Even then, the exhausted bankers could still perform technical skills such as maths, “but everything that required creativity, judgement, ethics, broke down”, she explains. Her research describes a previously mild-mannered banker who flew into a rage at a taxi driver – banging on his windows and swearing – after not being able to open the car door.
Academics’ workweeks, as long as they are, are not nearly as lengthy as those on Wall Street (yet). But Michel suggests that they are nevertheless far too long. Four hours a day is probably the limit for those looking to do genuinely original research, she says. In her experience, the only people who have avoided burnout and achieved some sort of balance in their lives are those sticking to this kind of schedule.

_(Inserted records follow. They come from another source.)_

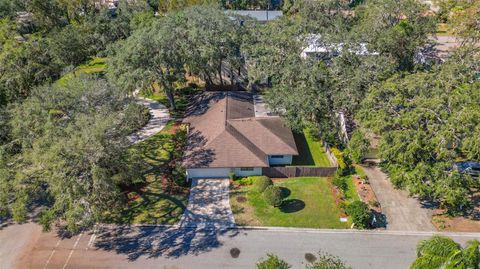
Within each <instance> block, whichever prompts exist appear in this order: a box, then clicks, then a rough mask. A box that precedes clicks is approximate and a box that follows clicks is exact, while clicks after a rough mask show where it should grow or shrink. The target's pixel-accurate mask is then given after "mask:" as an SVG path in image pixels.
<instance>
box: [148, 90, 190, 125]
mask: <svg viewBox="0 0 480 269" xmlns="http://www.w3.org/2000/svg"><path fill="white" fill-rule="evenodd" d="M153 89H154V91H151V90H149V91H142V92H140V95H141V96H143V97H145V98H148V99H152V100H155V101H157V102H159V103H161V104H163V105H165V106H166V107H167V108H168V109H169V111H170V115H171V116H172V117H173V118H182V117H184V115H185V112H186V110H187V108H188V104H189V102H190V97H192V95H193V94H195V92H196V91H198V89H197V88H193V87H191V86H185V87H180V88H177V89H175V92H174V98H175V105H176V107H177V109H176V110H173V109H171V108H170V103H169V101H168V99H167V96H166V95H165V93H164V92H163V90H162V89H161V87H160V86H159V85H158V84H157V83H154V84H153Z"/></svg>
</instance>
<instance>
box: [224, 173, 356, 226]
mask: <svg viewBox="0 0 480 269" xmlns="http://www.w3.org/2000/svg"><path fill="white" fill-rule="evenodd" d="M275 185H276V186H279V187H281V189H282V193H283V196H284V199H285V200H284V203H283V204H282V206H280V207H278V208H274V207H271V206H269V205H267V203H266V202H265V201H264V199H263V197H262V194H260V193H258V192H257V191H255V190H253V188H252V187H251V186H241V187H238V188H237V189H234V190H232V191H231V193H230V204H231V206H232V211H233V213H234V215H235V221H236V222H237V225H260V226H279V227H306V228H341V229H344V228H349V227H350V223H349V222H345V223H344V222H340V209H339V208H338V206H337V205H336V203H335V199H334V197H333V193H332V190H331V187H332V186H331V183H330V182H329V181H328V179H326V178H318V177H300V178H291V179H285V180H278V181H275Z"/></svg>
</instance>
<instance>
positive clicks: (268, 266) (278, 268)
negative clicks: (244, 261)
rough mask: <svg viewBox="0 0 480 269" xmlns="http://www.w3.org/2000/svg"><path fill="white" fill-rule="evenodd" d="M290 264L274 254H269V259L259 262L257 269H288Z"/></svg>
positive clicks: (257, 262)
mask: <svg viewBox="0 0 480 269" xmlns="http://www.w3.org/2000/svg"><path fill="white" fill-rule="evenodd" d="M288 268H291V266H290V264H288V263H287V262H286V261H284V260H282V259H280V258H279V257H278V256H276V255H273V254H270V253H269V254H267V258H266V259H263V260H261V261H259V262H257V269H288Z"/></svg>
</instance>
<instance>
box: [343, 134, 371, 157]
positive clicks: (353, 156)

Another academic study, published last year, examined the working patterns of more than 100 employees at a global strategy consulting firm. While some put in 80-hour workweeks, travelling overnight to meet clients at the drop of a hat, others managed to cut this down to 50 or 60 hours without bosses noticing. “A critical implication of this research is that working long hours is not necessary for high quality work,” wrote co-author Erin Reid, an assistant professor of organisational behaviour at Boston University’s Questrom School of Business.
Why, then, do some academics work such long hours if there is little productivity benefit?
“Academics are unusual in the sense that most of us continue to put in long hours even after we achieve tenure,” says Andrea Prat, a professor of economics at Columbia University who has studied time use by chief executives. “It can only mean that we really love what we do.”
Oriana Bandiera, a professor of economics at the London School of Economics who also worked on the time-use project, agrees. “Senior tenured professors could easily do compulsory tasks in 35 hours, and they face no pressure to abide to prevailing cultural norms as they have little to prove – yet most of those I know (including myself) work double that and enjoy it.”
But Michel is sceptical. Many of the 100-hour bankers and consultants she interviewed also claimed that they loved what they did.
Instead, she thinks that because academics do not have their hours strictly defined and regulated (as manual workers do), “other controls take over. These controls are peer pressure.”
At parties, Michel is constantly asked what she has published recently. Working at the weekend is a “badge of honour” for academics, she says. And because knowledge workers, be they academics or bankers, are constantly competing against each other, their hours keep ratcheting up.